Google wants to avoid "patent wars" but realistically speaking, what else can one call the massive "race to acquire patents"?
While pondering that question, please consider Google catches up in technology patent wars
Google was awarded nearly 2,000 patents in the US last year, almost double the number of all previous years combined, catapulting it into the top ranks of technology companies building stockpiles of legally-protected innovations.
The rapid growth, revealed by an analysis of patent office filings, is the latest sign of the internet search company’s attempt to buttress a weak position in the smartphone industry’s patent wars. It also highlights a race to stake out promising new technology markets, as fields such as “wearable” computing become the next frontiers for growth.

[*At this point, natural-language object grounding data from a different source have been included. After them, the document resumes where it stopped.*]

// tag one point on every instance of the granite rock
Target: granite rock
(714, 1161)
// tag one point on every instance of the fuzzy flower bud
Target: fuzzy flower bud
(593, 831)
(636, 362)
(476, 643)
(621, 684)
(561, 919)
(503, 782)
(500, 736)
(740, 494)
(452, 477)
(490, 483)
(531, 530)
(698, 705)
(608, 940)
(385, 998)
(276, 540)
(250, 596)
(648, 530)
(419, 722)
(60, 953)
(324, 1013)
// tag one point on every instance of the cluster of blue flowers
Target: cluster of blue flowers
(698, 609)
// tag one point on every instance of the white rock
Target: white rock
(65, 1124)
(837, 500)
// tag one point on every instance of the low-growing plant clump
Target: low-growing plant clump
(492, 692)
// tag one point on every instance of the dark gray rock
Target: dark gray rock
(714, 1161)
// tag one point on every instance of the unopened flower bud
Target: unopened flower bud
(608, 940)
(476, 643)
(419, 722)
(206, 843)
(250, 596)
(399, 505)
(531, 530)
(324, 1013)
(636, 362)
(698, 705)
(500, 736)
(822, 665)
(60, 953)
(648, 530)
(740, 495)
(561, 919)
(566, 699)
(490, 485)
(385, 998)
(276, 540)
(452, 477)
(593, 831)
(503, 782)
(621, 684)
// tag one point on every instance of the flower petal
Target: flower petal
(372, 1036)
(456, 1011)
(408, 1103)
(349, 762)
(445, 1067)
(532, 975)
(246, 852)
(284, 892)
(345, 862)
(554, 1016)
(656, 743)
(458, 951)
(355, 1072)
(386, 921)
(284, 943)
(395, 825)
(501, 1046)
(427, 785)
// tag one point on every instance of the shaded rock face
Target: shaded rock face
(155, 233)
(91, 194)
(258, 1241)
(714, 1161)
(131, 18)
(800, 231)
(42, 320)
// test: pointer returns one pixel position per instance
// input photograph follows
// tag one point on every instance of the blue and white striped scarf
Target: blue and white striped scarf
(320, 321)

“Our hope is to avoid a war,” said Allen Lo, Google’s chief patent lawyer. “Hopefully we can learn from the smartphone litigation.”

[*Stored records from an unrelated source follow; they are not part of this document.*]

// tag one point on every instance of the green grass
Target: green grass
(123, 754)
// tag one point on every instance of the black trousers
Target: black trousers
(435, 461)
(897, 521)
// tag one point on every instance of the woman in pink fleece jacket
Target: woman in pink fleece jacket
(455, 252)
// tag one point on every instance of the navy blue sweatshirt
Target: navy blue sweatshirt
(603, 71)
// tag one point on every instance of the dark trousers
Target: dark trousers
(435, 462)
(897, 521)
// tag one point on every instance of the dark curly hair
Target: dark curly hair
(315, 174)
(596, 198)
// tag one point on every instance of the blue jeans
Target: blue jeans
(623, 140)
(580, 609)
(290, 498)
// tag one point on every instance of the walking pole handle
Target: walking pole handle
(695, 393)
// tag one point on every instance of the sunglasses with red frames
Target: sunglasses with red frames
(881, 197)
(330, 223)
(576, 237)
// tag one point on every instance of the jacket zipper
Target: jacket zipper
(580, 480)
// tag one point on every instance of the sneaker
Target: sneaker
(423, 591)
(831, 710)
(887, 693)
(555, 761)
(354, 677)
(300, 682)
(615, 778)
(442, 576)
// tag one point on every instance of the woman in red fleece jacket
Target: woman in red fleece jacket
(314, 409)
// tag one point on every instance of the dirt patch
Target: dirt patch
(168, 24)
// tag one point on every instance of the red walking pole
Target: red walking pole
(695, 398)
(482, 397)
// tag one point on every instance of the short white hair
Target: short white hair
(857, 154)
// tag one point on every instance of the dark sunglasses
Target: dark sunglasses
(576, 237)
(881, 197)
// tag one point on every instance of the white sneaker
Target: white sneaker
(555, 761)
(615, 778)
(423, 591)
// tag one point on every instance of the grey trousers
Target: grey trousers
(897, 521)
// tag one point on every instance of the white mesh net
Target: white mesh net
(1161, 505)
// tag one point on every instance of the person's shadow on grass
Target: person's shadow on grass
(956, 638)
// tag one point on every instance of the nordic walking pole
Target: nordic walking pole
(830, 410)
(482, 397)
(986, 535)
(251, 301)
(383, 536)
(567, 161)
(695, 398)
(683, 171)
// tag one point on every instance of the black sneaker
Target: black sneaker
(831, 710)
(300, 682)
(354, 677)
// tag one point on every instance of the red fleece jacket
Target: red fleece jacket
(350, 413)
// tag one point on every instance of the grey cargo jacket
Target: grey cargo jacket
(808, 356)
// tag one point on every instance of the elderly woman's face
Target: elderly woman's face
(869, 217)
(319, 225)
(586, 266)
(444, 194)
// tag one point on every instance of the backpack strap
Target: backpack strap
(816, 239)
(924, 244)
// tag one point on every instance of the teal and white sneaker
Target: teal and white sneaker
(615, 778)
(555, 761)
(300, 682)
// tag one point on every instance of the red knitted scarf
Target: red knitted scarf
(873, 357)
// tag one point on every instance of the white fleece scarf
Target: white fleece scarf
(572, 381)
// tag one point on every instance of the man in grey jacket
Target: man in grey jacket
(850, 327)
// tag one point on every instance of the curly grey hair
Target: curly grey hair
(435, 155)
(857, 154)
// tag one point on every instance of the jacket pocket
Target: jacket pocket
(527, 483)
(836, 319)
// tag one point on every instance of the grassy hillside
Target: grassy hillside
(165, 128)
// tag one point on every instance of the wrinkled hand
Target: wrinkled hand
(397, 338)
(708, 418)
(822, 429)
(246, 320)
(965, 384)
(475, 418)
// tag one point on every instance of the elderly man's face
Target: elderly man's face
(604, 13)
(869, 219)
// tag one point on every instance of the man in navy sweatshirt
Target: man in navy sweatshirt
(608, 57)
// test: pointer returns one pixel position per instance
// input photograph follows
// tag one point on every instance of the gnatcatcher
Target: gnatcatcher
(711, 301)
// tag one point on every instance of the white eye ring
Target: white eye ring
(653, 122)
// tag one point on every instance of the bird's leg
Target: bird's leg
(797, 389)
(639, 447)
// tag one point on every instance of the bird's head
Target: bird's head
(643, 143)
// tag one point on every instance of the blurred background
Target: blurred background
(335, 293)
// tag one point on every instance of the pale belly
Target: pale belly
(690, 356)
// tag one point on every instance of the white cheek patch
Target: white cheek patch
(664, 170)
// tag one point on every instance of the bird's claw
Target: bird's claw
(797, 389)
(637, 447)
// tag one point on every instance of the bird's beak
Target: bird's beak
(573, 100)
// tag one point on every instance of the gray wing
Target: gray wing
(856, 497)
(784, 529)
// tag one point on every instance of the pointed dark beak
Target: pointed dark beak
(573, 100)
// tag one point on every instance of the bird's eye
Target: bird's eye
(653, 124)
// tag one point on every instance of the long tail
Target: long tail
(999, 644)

Google ranked only number 21 based on issued patents in 2012 and was not even in the top 50 in 2011, according to an annual ranking compiled by IFI Claims, a patent research company.
The jump partly reflects new products such as the Google Glass “smart” glasses and its development of driverless cars, said Mr Lo. “We’re right at the cutting edge of newer areas we want to protect,” he said.

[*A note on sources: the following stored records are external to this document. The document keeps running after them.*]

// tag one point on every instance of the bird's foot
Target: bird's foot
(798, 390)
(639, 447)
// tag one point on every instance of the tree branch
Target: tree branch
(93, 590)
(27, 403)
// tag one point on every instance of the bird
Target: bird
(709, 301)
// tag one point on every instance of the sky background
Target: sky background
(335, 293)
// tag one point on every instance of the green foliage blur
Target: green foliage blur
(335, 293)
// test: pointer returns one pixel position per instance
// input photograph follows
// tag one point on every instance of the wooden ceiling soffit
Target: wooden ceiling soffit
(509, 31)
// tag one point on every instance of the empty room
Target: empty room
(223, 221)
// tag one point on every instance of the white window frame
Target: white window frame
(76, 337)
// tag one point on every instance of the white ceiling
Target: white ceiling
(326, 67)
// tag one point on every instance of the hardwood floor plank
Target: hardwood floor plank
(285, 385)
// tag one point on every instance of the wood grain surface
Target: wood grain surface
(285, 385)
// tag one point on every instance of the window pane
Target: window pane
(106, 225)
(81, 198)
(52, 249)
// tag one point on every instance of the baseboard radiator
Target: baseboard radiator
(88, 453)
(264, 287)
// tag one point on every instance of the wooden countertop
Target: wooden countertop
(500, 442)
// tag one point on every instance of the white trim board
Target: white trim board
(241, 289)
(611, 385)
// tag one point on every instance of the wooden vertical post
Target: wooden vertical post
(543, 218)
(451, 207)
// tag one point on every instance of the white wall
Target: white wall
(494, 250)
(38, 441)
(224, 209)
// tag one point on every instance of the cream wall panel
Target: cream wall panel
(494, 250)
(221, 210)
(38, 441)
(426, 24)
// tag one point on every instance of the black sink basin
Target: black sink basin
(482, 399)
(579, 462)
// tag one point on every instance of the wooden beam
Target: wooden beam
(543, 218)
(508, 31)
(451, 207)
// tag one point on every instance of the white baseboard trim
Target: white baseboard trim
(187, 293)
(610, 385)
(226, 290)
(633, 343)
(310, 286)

Google was assigned 1,920 patents in 2013, according to a review of the US Patent and Trademark Office database. Based on IFI analysis of the previous year’s data, it is likely to finish in the top 10, ahead of companies such as General Electric and LG Electronics.
The patent race among industry leaders has threatened to overwhelm smaller technology companies, forcing them to mount their own acquisition campaigns to defend themselves.
Patent experts warn that the quality of a technology company’s patents, rather than volume, is the most important issue affecting its legal defences. Apple has won the upper hand in its US legal battles against Samsung despite having a far smaller patent portfolio.
However, the sheer quantity of patent holdings also helps deter attack and has led to an intellectual property arms race.